Murmurait au vallon, s’élançait dans la plaine,

Que les feuilles des bois, des buissons d’églantiers,

En pâles tourbillons volaient par les sentiers,

Une sainte famille, au fond d’une chaumière,

Avait de l’angélus achevé la prière,

Quand Jeanne dit : prions encore le Seigneur,

Afin qu’il soit en aide au pauvre voyageur.

Jeanne de son vieux père est la fille chérie,

C’est le timide oiseau du vallon de Marie,

Le chant que l’on écoute, au printemps dans les bois,

Doux chant qui ravit l’âme est moins doux que sa voix.

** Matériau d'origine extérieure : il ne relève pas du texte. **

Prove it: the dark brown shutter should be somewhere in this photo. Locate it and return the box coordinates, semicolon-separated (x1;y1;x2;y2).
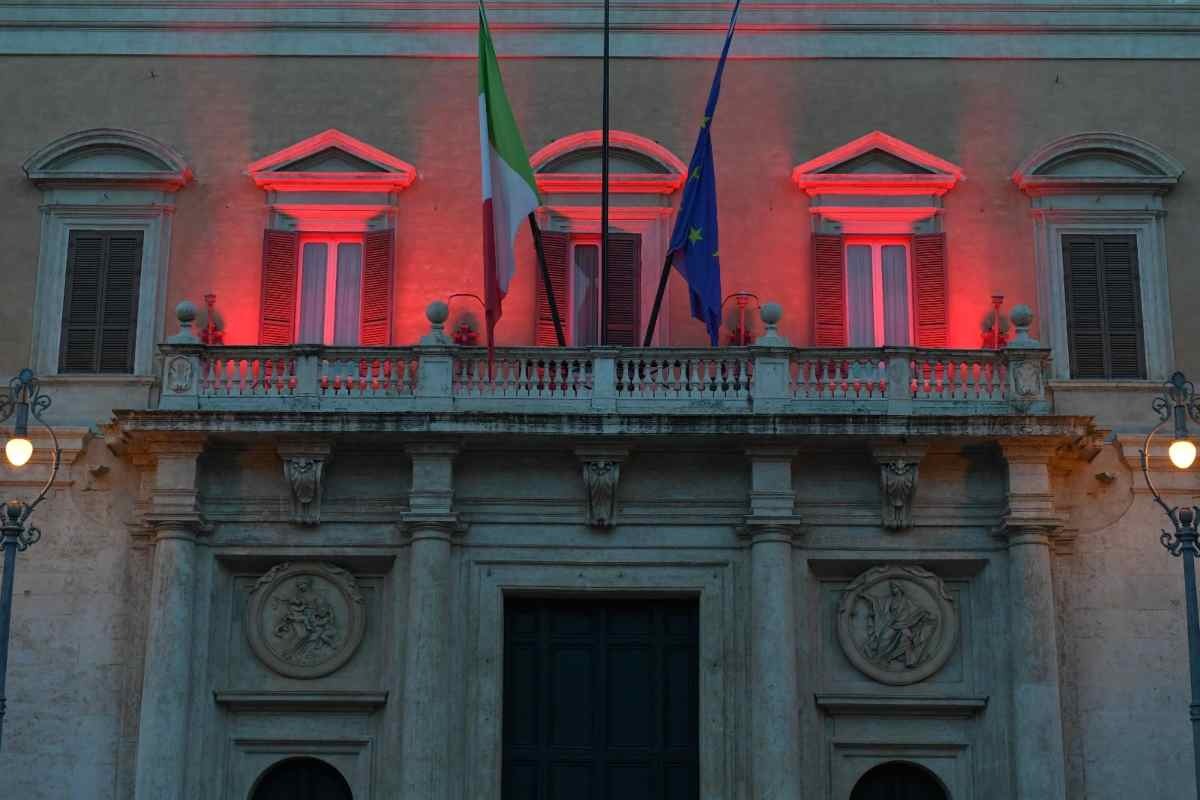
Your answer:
359;230;395;345
534;230;571;347
812;234;847;347
602;233;642;347
912;234;949;347
258;230;300;344
1062;236;1146;379
59;230;142;373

La famille par elle à prier invitée

Se remit à genoux ; l’oraison récitée,

En chœur elle entonna, dans un élan pieux,

Ce cantique à Marie où s’exhalaient ses vœux.

 

 

« Reine aimable au pur diadème,

» Toi qui là-haut veille sur nous,

» Pour te dire combien je t’aime,

» Et chanter la gloire à genoux.

» En vain vers toi mon âme aspire,

» D’amour s’exalte en ce moment,

» Chaque mot sur ma lèvre expire,

» Ô vierge sainte en te nommant.

 

» Alors je parcours en pensée,

» Du Jourdain les bords immortels

» Le Liban, sa crête élancée,

» Jérusalem et ses autels.

» Sous le majestueux portique

» Où de David poète et roi,

» A vibré le premier cantique,

» Mère ! je ne cherche que toi.

 

» Je te cherche et mon cœur avide

» Par un pieux zèle embrasé

» Te demande au ruisseau rapide,

» Au palmier dans les airs bercé,

» Aux buissons s’étoilant de roses,

» Aux cèdres vainqueurs du trépas

» Et dont les dômes grandioses

» Versaient leur ombre sur tes pas.

 

» Des champs heureux de Galilée

» Remplis de lumière et de fleurs,

» Si je descends dans la vallée

» Que l’aube argente de ses pleurs,

» Dans l’onde où le ciel pur se mire,

» Dans l’éclat des rayons du jour,

» Partout je t’aime et je t’admire

» Comme on t’aime au divin séjour !

 

» Dans le chant de l’oiseau timide

» Qui plane et monte vers le ciel,

» J’entends l’écho doux et candide

» De ta réponse à Gabriel ;

» Et tandis qu’en moi ta parole

» Pieusement vient retentir,

» Comme une colombe qui vole

» Pour Hébron je te vois partir.

 

» Mon cœur te suit chez Zacharie,

» Par un divin charme attiré.

» Et quand des fleurs de la prairie,

» Du Très-Haut le temple est paré,

» Je te retrouve au sein des fêtes ;

» Là, contemplant tout leur pouvoir

» Si je suis jaloux des prophètes,

» C’est qu’ils ont pu souvent te voir !

 

» Heureux celui qui sur sa lyre,

» Célèbre ta gloire sans fin.

» Heureux surtout dans son délire,

» Le mélodieux séraphin ;

» Quand l’extase qui le transporte,

» S’exhale en suaves accents,

» Et qu’à tes genoux il apporte

» Sa harpe d’or et son encens.

 

 

À son oreille encor résonnait ce cantique,

Quand Jeanne mit des fruits sur la table rustique,

Sans cesse alla, revint, multiplia ses pas ;

Le feu prêtant un charme au plus frugal repas,

Elle prit des rameaux qu’elle plaça dans l’âtre.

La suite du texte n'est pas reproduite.